Someone thought that Joanna Harper was ‘great’ but wanted to know about physical factors which don’t change? Harper replied that haemoglobin levels drop over the course of three months on hormone therapy and that men do not lose all of the strength advantage that they have. Height and hand size of course does not change. ‘Trans women are at a huge disadvantage’ in gymnastics because it was better to be smaller.
Another question to Harper was there a certain point in hormone therapy before the athlete can fairly take a place in [female] competition? Harper said that in community sports we should just ‘let people play’ but that in elite sports testosterone should be bought down to 5nmols/L and keep them there for 12 continuous months before being allowed to compete.
The only mildly probing question was on the issue of changing rooms and the issue of women’s privacy. Witcomb had this to say:
I don’t really understand the question actually. I don’t think there is any instigation [SIC] for changing rooms. People can generally whichever changing rooms they feel comfortable in, and most places now have gender neutral changing rooms if you prefer that, but I don’t think that’s really relevant.
I think it is unlikely that the question about changing rooms was asked by a gender critical feminist, worded in the way it was, especially as the follow up question from the same person claimed that 1/500 people were transgender. Harper responded to that he thought the transgender population was much higher and more like 1/100 or 1/150.
Someone bought up the issue of contact sports – Harper said there was a potential safety issue in rugby but did not think World Rugby’s ban was justified. He felt that more work needed to be done with ‘those trans women who play rugby’ and that he didn’t think that the evidence was there to support that there was a higher risk. He also felt [women’s] community rugby should remain open to [men] transgender players.
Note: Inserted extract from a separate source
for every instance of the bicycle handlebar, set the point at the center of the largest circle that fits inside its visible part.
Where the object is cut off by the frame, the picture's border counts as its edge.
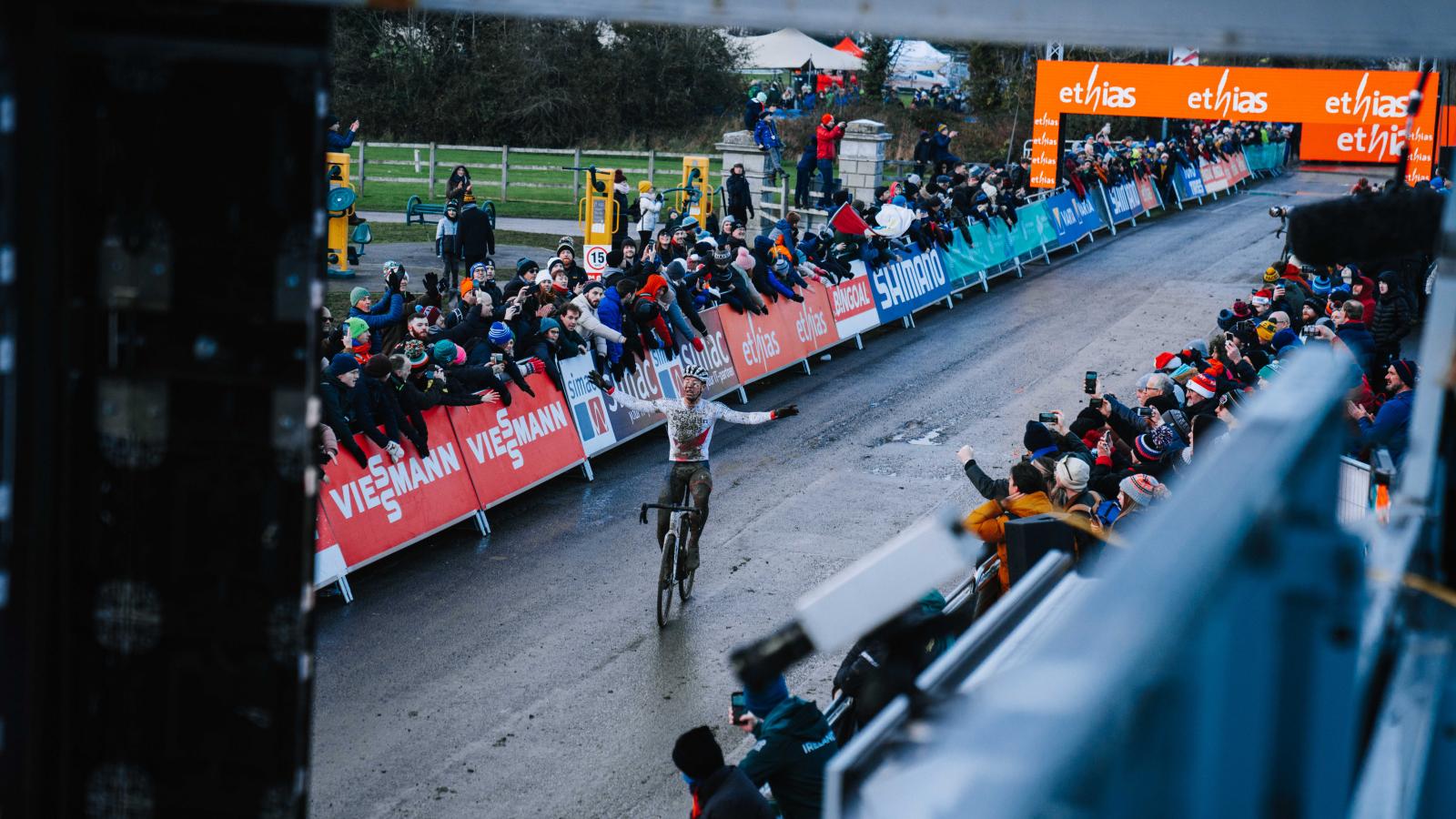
(667, 506)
Quinn claims that he had taken more knocks on the football field than he had given out. He had come across ‘people a lot bigger than me’ and that being shoved was part of the game and that no one did it maliciously.
Witcomb admitted that there was pre-existing concern in rugby with regards to concussion but that the data did not exist to know (that’s because rugby has never been mixed sex for good reason) and that she would be looking to the performance results of males after hormone therapy. Witcomb repeated again that the answers were not known. ‘Brilliant, thanks very much,’ said Polley.
Of all the areas which gender identity ideology impinge upon I have to say that sport is the one that I am least likely to engage in. I almost didn’t sign into the webinar because I just cannot get worked up about the sports at all really, having never engaged in them willingly and find watching them mostly boring. However, I came away from the webinar depressed and saddened, more than I have ever been for a while I think. There was literally no concern for women in sport at all, not even a scintilla, from these sport academics. The word woman or female were barely uttered – hence I have tried to add them in square brackets.